İman, İbadet ve Ahlak Arasındaki İlişki Nedir?
İyi ahlâklı olmada inanç ve ibadetin rolü nedir? İnancımızın ve ibadetlerimizin maddi, manevi yansımaları nelerdir? İman, ibadet ve ahlak arasındaki ilişki...
Gerçek bir inanca sahip olan insan, bütün davranışlarının Allah tarafından görüldüğüne ve bunların görevli melekler tarafından da yazıldığına inanır. Dünyada yaptığı her iş ve davranışın kıyamet gününde kendisinden sorulacağını bilir. İyilik yapanların bunun mükâfatını göreceğine, kötülük edenlerin de cezasını çekeceğine kesinlikle inanır.
Yüce Allah Kur’an-ı Kerim’de şöyle buyuruyor:
“Kim zerre kadar iyilik yapmışsa onu görür.

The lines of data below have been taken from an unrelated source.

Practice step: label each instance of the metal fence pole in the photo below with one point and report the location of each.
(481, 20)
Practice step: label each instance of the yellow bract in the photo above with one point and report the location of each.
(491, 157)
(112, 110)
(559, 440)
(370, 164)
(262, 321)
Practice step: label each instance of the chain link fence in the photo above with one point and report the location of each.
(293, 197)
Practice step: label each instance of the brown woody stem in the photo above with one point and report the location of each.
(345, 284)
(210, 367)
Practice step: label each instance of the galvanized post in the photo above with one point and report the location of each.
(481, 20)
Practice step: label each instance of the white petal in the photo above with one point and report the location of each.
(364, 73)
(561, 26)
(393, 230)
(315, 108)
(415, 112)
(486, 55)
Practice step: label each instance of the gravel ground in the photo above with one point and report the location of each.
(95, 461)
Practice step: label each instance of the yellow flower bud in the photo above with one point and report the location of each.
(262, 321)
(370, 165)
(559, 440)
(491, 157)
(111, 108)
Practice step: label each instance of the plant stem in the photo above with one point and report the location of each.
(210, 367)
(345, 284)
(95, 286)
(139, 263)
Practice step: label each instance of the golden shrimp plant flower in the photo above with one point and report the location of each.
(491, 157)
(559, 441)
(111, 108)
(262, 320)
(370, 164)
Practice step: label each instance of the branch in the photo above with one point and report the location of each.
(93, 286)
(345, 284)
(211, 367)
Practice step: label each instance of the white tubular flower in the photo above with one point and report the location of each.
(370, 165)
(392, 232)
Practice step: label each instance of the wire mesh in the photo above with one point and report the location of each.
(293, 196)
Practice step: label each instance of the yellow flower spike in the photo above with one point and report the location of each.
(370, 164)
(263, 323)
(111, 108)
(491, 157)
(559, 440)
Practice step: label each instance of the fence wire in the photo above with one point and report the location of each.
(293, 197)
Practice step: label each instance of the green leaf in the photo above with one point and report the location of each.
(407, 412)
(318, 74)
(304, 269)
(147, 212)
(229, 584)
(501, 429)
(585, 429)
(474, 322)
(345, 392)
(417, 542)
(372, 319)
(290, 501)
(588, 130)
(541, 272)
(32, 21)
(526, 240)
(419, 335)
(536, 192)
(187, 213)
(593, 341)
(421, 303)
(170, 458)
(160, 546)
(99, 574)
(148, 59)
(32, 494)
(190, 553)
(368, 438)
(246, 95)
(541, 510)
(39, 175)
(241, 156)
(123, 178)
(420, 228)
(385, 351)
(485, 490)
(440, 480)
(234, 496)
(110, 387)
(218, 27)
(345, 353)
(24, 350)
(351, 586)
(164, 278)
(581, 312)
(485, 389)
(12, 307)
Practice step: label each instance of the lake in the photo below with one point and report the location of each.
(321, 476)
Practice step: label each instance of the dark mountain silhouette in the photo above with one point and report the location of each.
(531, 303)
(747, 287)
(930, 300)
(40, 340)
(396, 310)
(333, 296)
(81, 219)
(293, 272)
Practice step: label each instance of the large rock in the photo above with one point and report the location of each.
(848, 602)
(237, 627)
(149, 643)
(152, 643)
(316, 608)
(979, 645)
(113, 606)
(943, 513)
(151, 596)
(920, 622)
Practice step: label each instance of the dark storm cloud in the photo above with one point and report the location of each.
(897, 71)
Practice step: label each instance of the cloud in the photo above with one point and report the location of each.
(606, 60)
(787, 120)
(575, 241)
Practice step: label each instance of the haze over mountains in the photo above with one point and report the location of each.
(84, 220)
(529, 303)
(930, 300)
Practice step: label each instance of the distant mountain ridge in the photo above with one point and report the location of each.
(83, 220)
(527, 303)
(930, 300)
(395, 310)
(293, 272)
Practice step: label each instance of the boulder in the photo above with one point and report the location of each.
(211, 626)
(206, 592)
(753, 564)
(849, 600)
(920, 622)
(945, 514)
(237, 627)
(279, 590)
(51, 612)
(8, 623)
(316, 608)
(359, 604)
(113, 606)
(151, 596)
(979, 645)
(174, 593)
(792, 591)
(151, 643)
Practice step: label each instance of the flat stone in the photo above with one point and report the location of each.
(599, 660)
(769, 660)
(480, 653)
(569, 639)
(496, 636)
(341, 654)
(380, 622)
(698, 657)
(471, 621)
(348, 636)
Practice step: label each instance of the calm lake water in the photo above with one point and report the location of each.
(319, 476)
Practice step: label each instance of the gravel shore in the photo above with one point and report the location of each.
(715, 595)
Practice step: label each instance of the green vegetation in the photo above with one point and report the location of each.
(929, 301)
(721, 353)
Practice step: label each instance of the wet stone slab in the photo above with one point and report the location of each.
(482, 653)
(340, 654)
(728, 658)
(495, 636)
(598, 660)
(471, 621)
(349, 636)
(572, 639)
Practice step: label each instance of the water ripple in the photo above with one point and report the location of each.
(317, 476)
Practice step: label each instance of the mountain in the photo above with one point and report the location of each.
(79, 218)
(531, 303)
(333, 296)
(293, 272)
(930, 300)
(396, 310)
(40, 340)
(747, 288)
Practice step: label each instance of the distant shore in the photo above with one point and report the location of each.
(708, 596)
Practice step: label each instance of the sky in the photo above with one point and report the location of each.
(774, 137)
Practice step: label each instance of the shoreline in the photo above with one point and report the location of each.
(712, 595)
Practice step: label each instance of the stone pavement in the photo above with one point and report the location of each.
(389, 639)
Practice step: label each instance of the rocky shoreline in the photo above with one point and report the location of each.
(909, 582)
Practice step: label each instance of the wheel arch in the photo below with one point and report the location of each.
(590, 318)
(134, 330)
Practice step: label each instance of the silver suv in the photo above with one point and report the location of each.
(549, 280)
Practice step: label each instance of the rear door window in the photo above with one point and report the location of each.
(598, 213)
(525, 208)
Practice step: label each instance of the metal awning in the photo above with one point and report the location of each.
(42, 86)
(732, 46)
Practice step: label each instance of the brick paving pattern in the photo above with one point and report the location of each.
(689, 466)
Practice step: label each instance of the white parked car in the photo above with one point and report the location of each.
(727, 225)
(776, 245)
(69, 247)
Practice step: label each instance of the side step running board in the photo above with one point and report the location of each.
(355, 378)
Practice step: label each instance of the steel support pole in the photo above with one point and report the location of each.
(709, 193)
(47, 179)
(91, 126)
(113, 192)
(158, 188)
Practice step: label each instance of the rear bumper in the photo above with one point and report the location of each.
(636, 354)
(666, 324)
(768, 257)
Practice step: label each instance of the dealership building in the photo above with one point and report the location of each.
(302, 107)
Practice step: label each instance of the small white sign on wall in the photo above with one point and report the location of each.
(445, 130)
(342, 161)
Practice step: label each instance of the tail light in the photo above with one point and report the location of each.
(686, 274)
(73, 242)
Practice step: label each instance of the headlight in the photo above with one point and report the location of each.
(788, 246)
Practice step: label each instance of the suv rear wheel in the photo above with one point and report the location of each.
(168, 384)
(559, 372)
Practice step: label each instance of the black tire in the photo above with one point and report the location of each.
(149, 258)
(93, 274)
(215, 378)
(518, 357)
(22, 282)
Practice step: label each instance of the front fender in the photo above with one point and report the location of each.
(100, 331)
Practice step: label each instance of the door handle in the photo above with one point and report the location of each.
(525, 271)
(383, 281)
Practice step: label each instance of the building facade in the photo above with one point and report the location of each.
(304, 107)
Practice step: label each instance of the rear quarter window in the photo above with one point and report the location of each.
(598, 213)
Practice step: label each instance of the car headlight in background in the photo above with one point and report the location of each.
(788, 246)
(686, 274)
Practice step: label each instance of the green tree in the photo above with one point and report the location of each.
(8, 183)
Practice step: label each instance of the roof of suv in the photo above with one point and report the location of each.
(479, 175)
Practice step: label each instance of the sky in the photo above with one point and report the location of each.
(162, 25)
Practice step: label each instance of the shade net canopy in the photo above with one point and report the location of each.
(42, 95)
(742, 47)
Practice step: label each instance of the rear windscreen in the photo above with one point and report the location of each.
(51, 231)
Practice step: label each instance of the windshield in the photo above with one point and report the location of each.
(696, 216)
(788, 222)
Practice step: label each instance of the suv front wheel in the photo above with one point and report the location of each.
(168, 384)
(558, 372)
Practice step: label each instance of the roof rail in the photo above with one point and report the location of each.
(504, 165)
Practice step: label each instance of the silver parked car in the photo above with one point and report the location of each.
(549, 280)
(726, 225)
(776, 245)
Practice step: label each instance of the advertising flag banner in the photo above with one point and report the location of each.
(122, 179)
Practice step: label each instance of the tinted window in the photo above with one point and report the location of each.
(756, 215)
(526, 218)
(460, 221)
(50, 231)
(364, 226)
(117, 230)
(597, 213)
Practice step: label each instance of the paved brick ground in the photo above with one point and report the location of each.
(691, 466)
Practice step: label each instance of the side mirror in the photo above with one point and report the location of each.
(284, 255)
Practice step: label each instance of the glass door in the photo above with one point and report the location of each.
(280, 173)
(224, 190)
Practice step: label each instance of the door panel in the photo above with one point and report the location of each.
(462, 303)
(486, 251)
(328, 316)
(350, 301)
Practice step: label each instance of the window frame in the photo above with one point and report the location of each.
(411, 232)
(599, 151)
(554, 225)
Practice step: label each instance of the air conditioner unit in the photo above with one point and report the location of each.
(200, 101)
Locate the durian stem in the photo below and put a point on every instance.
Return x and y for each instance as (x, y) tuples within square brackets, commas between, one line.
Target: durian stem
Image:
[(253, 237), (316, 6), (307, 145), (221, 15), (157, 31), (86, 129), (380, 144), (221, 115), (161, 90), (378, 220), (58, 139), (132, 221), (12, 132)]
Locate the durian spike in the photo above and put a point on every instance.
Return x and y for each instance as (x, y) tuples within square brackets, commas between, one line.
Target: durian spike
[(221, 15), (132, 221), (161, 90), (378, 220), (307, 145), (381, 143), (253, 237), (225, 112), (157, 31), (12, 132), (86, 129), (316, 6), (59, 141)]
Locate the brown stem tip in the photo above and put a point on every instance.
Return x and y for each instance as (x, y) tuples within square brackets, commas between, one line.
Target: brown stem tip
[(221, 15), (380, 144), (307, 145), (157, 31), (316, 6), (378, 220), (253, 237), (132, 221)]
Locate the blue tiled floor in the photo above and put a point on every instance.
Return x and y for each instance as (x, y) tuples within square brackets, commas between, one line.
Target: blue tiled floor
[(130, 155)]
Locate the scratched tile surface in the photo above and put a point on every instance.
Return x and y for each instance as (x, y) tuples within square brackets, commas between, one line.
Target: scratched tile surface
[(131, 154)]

Kim de zerre kadar kötülük yapmışsa onu görür.” (Zilzal Sûresi, 7-8)
Bu inanç, insanı kötülüklerden uzaklaştırır ve iyilik yapmaya yöneltir. Kalbinde böyle bir inanç ve sorumluluk duygusu taşımayan kimselerden ise kendi çıkarları olmadıkça iyilik beklenmez, bunlar fırsat bulunca her türlü kötülüğü yapabilirler.
Halbuki kalbinde sağlam bir inanç taşıyan bir müslüman bütün davranışlarına dikkat eder. Kimseye kötülük yapmaz. Elinden geldiği kadar iyilik etmeye çalışır. İbadetler, hem kalbimizdeki imanı güçlendirir, hem de iyi ahlâklı olmamızı sağlar.
Beş vakit namaz, bize daima Allah’ı hatırlatır, her türlü çirkin davranışlardan vazgeçirir. Oruç, şefkat ve merhamet duygularını geliştirir, elimizi haramdan, dilimizi yalandan korur. Zekât cimrilikten kurtarır, başkalarına karşı iyilik ve yardımseverlik duygularını geliştirir, topluma faydalı bir insan haline getirir.
Böylece, ibadetlerle beslenen iman, organlarımızda iyi ahlâk meyvelerini vermiş ve insan gerçek değerini kazanmış olur. İyi ahlâk sahibi olmayanlar ise çiçek ve yaprak açmayan meyvesiz ağaç gibidirler.